Boxeaba, montaba a caballo para mostrar sus habilidades en la equitación y en la charrería. Nadaba y no era un mal esgrimista. Jugaba tenis y se trepaba al mástil de un barco. Aún hoy rebota, en internet, un video de aquellos años, en los que compite con su hijo José Ramón, a quien designó subsecretario de Programación y Presupuesto. A quienes criticaron la decisión, respondió llamando a aquel joven “el orgullo de mi nepotismo”, porque, ejerciendo ese nepotismo, nombró a su hermana, Margarita, titular de la Dirección de Radio, Televisión y Cinematografía, con poder sobre aquella, la televisión pública de esos tiempos, y sobre las instituciones públicas encargadas de impulsar el cine nacional.

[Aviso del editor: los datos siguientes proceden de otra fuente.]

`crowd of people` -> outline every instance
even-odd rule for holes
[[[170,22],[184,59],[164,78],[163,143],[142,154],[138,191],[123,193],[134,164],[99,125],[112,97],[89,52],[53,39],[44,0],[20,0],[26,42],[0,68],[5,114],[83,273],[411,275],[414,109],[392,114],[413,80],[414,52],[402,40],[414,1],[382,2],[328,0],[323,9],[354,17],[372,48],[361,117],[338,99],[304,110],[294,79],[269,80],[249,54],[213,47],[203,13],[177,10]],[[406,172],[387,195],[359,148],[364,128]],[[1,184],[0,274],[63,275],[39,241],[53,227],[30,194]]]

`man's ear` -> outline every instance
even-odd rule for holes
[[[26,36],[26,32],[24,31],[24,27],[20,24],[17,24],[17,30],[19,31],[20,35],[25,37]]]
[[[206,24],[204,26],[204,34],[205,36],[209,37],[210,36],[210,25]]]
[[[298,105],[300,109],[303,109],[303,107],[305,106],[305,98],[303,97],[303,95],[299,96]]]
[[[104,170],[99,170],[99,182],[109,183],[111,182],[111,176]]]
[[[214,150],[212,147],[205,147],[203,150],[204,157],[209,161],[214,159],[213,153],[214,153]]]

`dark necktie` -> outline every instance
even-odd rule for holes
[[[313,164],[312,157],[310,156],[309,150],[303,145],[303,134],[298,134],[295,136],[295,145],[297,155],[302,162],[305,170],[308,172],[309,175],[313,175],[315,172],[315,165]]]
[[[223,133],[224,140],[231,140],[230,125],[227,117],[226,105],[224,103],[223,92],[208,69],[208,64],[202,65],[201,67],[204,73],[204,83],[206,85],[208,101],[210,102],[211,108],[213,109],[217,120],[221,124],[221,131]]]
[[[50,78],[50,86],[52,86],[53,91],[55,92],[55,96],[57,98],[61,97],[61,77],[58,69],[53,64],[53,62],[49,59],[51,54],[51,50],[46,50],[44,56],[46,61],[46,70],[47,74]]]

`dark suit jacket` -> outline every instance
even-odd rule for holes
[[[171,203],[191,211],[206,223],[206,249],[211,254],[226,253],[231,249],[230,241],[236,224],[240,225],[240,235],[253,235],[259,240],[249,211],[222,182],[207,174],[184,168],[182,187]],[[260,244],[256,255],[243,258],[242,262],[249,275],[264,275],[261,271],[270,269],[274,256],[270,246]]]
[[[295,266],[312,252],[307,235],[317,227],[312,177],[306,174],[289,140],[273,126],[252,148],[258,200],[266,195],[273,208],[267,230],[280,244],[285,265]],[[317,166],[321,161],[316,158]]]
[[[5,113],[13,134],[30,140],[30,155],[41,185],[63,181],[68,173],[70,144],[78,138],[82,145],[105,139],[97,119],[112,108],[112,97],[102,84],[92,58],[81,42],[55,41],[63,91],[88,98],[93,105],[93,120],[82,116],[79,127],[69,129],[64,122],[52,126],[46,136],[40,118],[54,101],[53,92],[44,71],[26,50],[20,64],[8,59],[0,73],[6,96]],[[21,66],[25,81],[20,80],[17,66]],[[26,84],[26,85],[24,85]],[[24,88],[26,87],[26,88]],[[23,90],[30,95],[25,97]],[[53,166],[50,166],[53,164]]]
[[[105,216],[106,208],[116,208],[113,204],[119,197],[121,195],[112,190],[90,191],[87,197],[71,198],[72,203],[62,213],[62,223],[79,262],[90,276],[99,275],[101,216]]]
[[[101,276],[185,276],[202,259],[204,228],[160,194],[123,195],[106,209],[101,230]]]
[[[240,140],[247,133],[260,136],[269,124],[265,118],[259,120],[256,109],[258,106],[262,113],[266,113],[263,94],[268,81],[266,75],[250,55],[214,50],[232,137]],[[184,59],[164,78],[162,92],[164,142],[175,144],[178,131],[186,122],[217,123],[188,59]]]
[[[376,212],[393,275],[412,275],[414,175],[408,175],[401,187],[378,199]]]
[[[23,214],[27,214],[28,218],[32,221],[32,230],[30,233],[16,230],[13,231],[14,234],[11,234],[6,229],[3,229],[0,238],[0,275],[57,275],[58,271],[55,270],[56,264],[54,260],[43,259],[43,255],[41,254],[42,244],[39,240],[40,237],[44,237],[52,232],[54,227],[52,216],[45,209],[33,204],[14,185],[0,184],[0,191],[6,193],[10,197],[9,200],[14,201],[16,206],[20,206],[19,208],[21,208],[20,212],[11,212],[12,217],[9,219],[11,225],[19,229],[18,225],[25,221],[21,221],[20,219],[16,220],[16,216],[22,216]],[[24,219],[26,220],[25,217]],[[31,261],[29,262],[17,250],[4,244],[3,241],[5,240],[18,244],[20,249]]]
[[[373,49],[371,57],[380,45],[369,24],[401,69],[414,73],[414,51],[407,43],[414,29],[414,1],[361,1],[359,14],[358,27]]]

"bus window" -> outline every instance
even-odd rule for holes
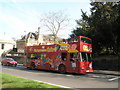
[[[74,39],[74,42],[78,42],[78,38],[75,38],[75,39]]]
[[[78,53],[70,53],[70,65],[73,69],[76,68],[76,61],[78,60]]]
[[[73,39],[70,39],[70,40],[69,40],[69,43],[73,43]]]
[[[46,58],[46,54],[45,53],[31,53],[31,54],[28,54],[28,58],[43,60]]]
[[[29,58],[29,59],[34,59],[34,58],[35,58],[35,54],[34,54],[34,53],[28,54],[28,58]]]
[[[84,42],[84,43],[88,43],[88,44],[92,43],[92,41],[87,39],[87,38],[81,38],[81,41]]]
[[[92,55],[91,55],[91,53],[87,53],[87,56],[88,56],[88,61],[91,62],[92,61]]]
[[[92,58],[91,53],[81,52],[80,56],[81,56],[81,61],[85,61],[85,62],[90,62]]]
[[[86,53],[81,52],[81,61],[87,61]]]
[[[45,53],[41,53],[41,59],[44,60],[46,58],[46,54]]]
[[[78,53],[70,53],[70,58],[78,58]]]
[[[37,53],[36,56],[38,57],[38,59],[44,60],[46,58],[46,53]]]
[[[78,42],[78,37],[68,40],[68,43],[74,43],[74,42]]]
[[[62,53],[62,60],[66,61],[67,60],[67,53]]]
[[[26,55],[28,59],[31,59],[31,54]]]

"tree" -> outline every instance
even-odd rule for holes
[[[120,52],[120,2],[92,2],[91,15],[82,11],[76,20],[79,27],[71,36],[84,35],[92,38],[94,53],[118,54]]]
[[[118,54],[118,28],[115,24],[119,18],[119,4],[115,2],[91,3],[90,27],[94,27],[94,40],[99,42],[101,52]],[[95,44],[94,44],[95,45]],[[96,44],[98,45],[98,44]],[[95,45],[95,46],[96,46]]]
[[[40,20],[43,25],[53,34],[54,43],[57,41],[57,35],[60,30],[68,25],[68,17],[62,11],[49,12]]]

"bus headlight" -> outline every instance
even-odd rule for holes
[[[89,67],[92,68],[92,64],[89,64]]]

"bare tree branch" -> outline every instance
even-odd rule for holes
[[[51,31],[54,36],[54,41],[56,41],[57,34],[66,26],[65,23],[68,24],[69,20],[67,16],[61,11],[49,12],[44,16],[45,17],[40,21],[44,23],[44,26],[47,27],[49,31]]]

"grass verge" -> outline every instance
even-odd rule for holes
[[[2,88],[61,88],[29,79],[16,77],[13,75],[0,73],[2,75]],[[66,90],[67,88],[61,88]],[[68,89],[67,89],[68,90]]]

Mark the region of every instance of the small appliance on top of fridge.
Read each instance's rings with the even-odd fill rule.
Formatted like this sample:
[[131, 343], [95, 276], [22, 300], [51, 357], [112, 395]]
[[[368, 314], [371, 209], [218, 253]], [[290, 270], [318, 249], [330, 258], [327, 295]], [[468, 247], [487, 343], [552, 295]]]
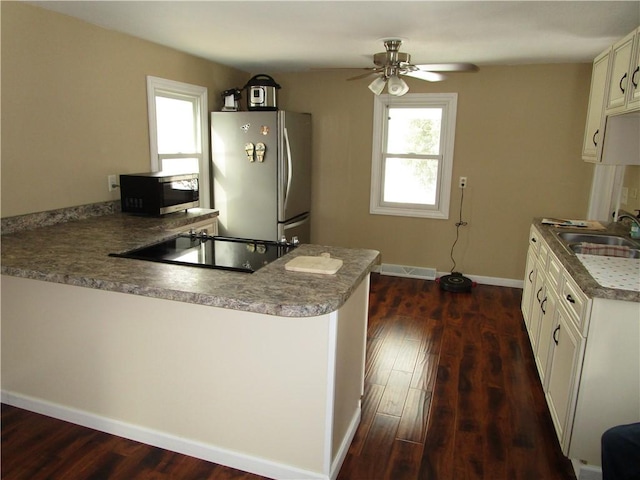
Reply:
[[310, 114], [214, 112], [211, 156], [219, 235], [310, 242]]

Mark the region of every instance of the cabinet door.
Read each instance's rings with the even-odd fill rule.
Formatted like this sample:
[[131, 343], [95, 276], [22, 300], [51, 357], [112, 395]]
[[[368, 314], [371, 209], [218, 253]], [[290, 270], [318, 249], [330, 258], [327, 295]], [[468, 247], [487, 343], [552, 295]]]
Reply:
[[543, 308], [546, 304], [547, 295], [545, 285], [544, 271], [540, 267], [540, 263], [536, 264], [536, 281], [534, 283], [534, 298], [531, 302], [531, 318], [529, 320], [529, 341], [531, 342], [531, 348], [535, 354], [538, 348], [538, 335], [540, 333], [540, 321], [542, 320]]
[[569, 449], [572, 415], [579, 378], [579, 359], [582, 355], [584, 339], [578, 333], [569, 314], [562, 308], [556, 310], [558, 324], [553, 330], [554, 342], [549, 365], [547, 404], [556, 428], [562, 451]]
[[557, 305], [558, 298], [553, 289], [548, 286], [546, 291], [546, 298], [541, 305], [542, 318], [540, 319], [538, 348], [535, 351], [536, 366], [538, 367], [538, 374], [540, 375], [542, 389], [545, 392], [547, 391], [547, 384], [549, 383], [549, 361], [551, 360], [551, 352], [553, 352], [552, 347], [555, 345], [553, 331], [558, 326]]
[[522, 289], [522, 316], [524, 317], [524, 324], [529, 330], [529, 324], [531, 323], [531, 311], [534, 308], [533, 301], [533, 288], [536, 281], [536, 255], [532, 249], [529, 248], [527, 253], [527, 266], [524, 272], [524, 287]]
[[[599, 161], [598, 152], [602, 151], [604, 138], [604, 97], [607, 90], [609, 73], [609, 50], [601, 53], [593, 61], [591, 73], [591, 90], [589, 92], [589, 109], [587, 125], [584, 130], [582, 158], [591, 162]], [[598, 148], [600, 147], [600, 149]]]
[[627, 110], [640, 108], [640, 28], [636, 30], [633, 46], [633, 58], [629, 69], [629, 96], [627, 97]]
[[611, 82], [607, 95], [606, 113], [614, 113], [624, 109], [626, 92], [631, 85], [629, 65], [633, 53], [635, 32], [630, 33], [616, 43], [611, 50]]

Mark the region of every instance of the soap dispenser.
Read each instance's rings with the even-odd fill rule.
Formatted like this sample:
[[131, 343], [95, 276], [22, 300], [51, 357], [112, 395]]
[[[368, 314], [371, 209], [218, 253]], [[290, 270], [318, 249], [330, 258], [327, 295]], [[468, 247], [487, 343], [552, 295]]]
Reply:
[[637, 213], [636, 215], [636, 221], [632, 221], [631, 222], [631, 232], [629, 233], [631, 235], [631, 238], [635, 238], [635, 239], [639, 239], [640, 238], [640, 224], [639, 224], [639, 218], [640, 218], [640, 210], [636, 210], [635, 211]]

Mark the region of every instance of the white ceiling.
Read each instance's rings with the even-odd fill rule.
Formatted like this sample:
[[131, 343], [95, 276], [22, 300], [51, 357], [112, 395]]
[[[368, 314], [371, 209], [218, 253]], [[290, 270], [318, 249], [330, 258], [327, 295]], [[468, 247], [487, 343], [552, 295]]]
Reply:
[[30, 1], [257, 73], [369, 67], [383, 38], [413, 63], [591, 62], [640, 1]]

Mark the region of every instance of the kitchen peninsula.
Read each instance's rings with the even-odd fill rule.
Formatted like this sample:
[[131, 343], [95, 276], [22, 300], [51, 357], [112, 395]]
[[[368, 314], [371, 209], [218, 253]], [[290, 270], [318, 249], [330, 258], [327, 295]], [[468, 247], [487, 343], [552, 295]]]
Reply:
[[[301, 245], [253, 274], [108, 255], [216, 215], [3, 219], [3, 402], [271, 478], [335, 478], [379, 253]], [[284, 269], [325, 252], [335, 275]]]

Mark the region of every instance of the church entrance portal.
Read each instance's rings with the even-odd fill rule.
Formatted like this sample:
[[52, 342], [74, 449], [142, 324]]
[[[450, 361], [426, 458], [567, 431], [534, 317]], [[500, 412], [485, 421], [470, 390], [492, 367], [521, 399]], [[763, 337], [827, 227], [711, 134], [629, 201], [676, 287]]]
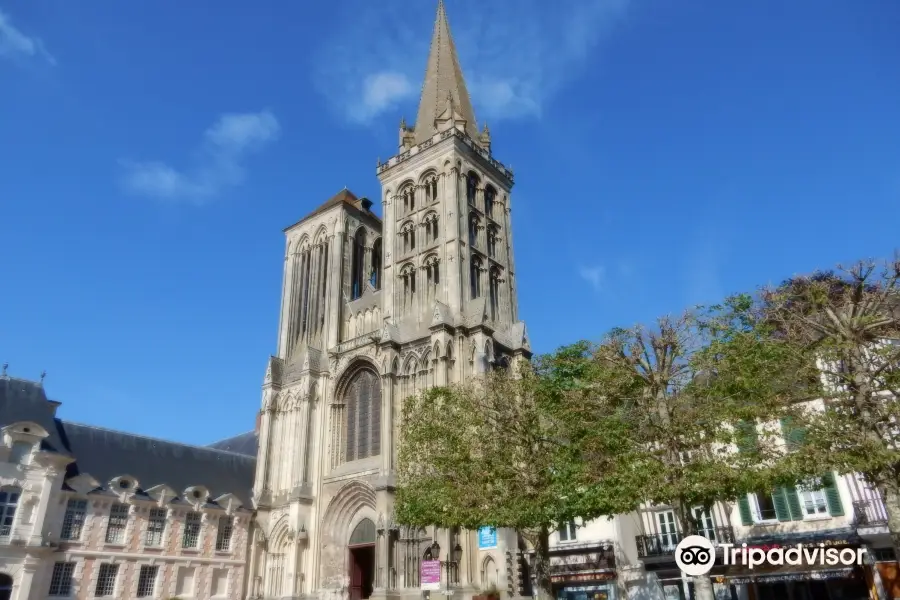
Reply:
[[350, 550], [350, 600], [365, 600], [375, 587], [375, 523], [363, 519], [353, 530]]

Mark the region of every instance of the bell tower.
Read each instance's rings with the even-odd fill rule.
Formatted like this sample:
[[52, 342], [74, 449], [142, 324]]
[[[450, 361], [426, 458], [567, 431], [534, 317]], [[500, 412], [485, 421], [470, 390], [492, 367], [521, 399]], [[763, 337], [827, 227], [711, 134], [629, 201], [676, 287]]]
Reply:
[[[522, 345], [510, 222], [512, 170], [479, 128], [443, 0], [438, 3], [414, 125], [379, 164], [384, 316], [400, 330], [444, 320], [488, 325]], [[518, 332], [516, 331], [518, 330]]]

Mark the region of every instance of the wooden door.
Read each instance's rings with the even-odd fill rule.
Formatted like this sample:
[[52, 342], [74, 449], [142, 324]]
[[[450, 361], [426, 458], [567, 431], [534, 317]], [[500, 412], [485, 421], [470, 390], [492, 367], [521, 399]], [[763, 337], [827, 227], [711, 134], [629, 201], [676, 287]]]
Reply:
[[363, 570], [356, 552], [350, 550], [350, 600], [362, 600]]

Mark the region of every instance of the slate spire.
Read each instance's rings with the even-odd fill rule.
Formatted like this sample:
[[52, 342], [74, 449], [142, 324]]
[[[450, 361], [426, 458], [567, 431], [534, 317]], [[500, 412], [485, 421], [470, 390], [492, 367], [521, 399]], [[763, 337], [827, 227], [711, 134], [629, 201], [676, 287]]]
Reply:
[[419, 112], [416, 116], [416, 144], [421, 144], [436, 133], [434, 122], [447, 110], [448, 96], [452, 98], [452, 110], [458, 114], [457, 120], [464, 120], [466, 133], [473, 140], [478, 140], [475, 111], [472, 110], [472, 100], [469, 98], [456, 47], [450, 35], [444, 0], [438, 0], [431, 50], [425, 69], [425, 82], [422, 84], [422, 96], [419, 99]]

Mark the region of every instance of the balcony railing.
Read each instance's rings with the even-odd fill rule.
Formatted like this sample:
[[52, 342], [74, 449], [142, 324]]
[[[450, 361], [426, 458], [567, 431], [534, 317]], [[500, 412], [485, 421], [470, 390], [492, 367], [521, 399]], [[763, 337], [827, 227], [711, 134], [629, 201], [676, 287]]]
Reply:
[[[714, 527], [698, 531], [696, 535], [702, 535], [713, 543], [733, 544], [734, 530], [731, 527]], [[639, 558], [652, 558], [656, 556], [670, 556], [675, 554], [675, 546], [685, 537], [681, 533], [655, 533], [652, 535], [639, 535], [635, 537]]]
[[855, 500], [853, 513], [857, 527], [879, 527], [887, 525], [887, 511], [884, 504], [876, 500]]

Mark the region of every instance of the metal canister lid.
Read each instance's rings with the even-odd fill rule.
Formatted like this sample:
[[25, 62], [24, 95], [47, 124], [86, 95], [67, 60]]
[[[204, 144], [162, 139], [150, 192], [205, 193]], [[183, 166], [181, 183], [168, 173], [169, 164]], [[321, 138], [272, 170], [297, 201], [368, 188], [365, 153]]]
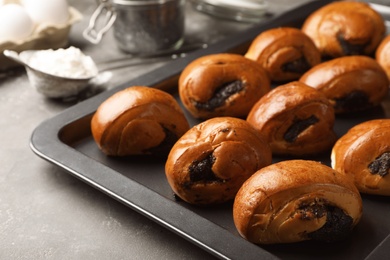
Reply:
[[131, 5], [131, 6], [165, 4], [173, 1], [177, 1], [177, 0], [112, 0], [112, 2], [116, 5]]
[[242, 22], [259, 22], [267, 14], [264, 0], [192, 0], [198, 11]]

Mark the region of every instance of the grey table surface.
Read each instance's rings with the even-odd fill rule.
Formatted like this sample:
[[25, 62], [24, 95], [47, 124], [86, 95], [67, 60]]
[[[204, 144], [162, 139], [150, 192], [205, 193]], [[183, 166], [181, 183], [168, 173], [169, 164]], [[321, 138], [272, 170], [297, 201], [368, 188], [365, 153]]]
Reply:
[[[278, 13], [307, 0], [269, 2], [270, 12]], [[123, 56], [111, 31], [98, 45], [82, 37], [96, 1], [69, 0], [69, 4], [84, 16], [72, 27], [70, 45], [97, 62]], [[251, 26], [199, 13], [190, 5], [186, 15], [189, 42], [212, 43]], [[115, 87], [164, 64], [113, 71], [105, 87]], [[24, 69], [3, 72], [0, 78], [0, 259], [213, 259], [31, 151], [32, 131], [75, 102], [43, 97], [30, 87]]]

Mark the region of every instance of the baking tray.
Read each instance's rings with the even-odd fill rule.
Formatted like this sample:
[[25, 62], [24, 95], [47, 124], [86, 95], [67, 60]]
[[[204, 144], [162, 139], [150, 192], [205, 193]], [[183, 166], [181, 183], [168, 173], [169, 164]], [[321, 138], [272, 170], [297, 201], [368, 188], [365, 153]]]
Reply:
[[[175, 95], [178, 75], [193, 59], [211, 53], [242, 53], [260, 32], [278, 26], [299, 26], [310, 13], [328, 2], [309, 2], [70, 107], [34, 130], [31, 148], [41, 158], [221, 259], [378, 259], [388, 255], [390, 199], [387, 197], [363, 195], [362, 219], [352, 235], [340, 243], [306, 241], [258, 246], [238, 235], [232, 203], [198, 207], [177, 200], [165, 178], [165, 161], [150, 156], [107, 157], [97, 148], [90, 132], [92, 114], [115, 92], [132, 85], [147, 85], [172, 90]], [[341, 136], [351, 126], [368, 119], [388, 118], [390, 108], [389, 101], [386, 102], [355, 117], [339, 117], [337, 134]], [[199, 123], [189, 114], [186, 116], [190, 124]], [[328, 155], [311, 159], [330, 163]]]

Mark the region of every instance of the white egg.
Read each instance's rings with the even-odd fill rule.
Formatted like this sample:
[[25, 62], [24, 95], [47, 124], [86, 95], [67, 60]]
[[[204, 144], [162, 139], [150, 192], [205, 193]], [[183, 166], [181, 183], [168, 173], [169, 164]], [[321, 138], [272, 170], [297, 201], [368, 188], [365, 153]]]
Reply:
[[36, 24], [64, 25], [69, 20], [66, 0], [23, 0], [22, 3]]
[[20, 41], [31, 35], [34, 23], [18, 4], [0, 6], [0, 42]]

Una mujer con la que se le relacionó sentimentalmente, la física Rosa Luz Alegría, fue nombrada secretaria de Turismo.

Evocar el inicio de la década de los ochenta es, también, evocar a ese hombre que fue José López Portillo en los últimos tiempos de su presidencia, cuya fortaleza empezó a vencerse ante la realidad insoslayable de la crisis financiera que afectó al país aún más allá de su gestión. La “abundancia petrolera” en la que se suponía vivía el país le dio al mandatario la seguridad para mostrarse decidido, incluso arrogante, en su trato con los jefes de Estado de todo el mundo. Después, fueron las lágrimas, el golpe en el atril, el reconocimiento del desastre.

A fines de su gestión, en 1982, el semanario Proceso dio a conocer la construcción de un conjunto de edificaciones en Cuajimalpa. Al mismo tiempo, se aplicaban recursos federales para dotar de servicios a la zona, de manera que la obra, iba cobrando aspecto de conjunto habitacional residencial. Se supo que era, nada menos, el lugar a donde iría a residir López Portillo como expresidente. ¿De dónde salía el dinero? Al aún Presidente no le pareció mal responder: su gran amigo, el Jefe del Departamento del Distrito Federal, Carlos Hank González, le había prestado el dinero necesario para aquella obra, con casas cómodas, lujosas, para él y para sus hijos. Los mexicanos, ofendidos por esa ocurrencia de final de sexenio, nunca llamaron a aquel predio de otra manera que no fuera “La Colina del Perro”. (Bertha Hernández).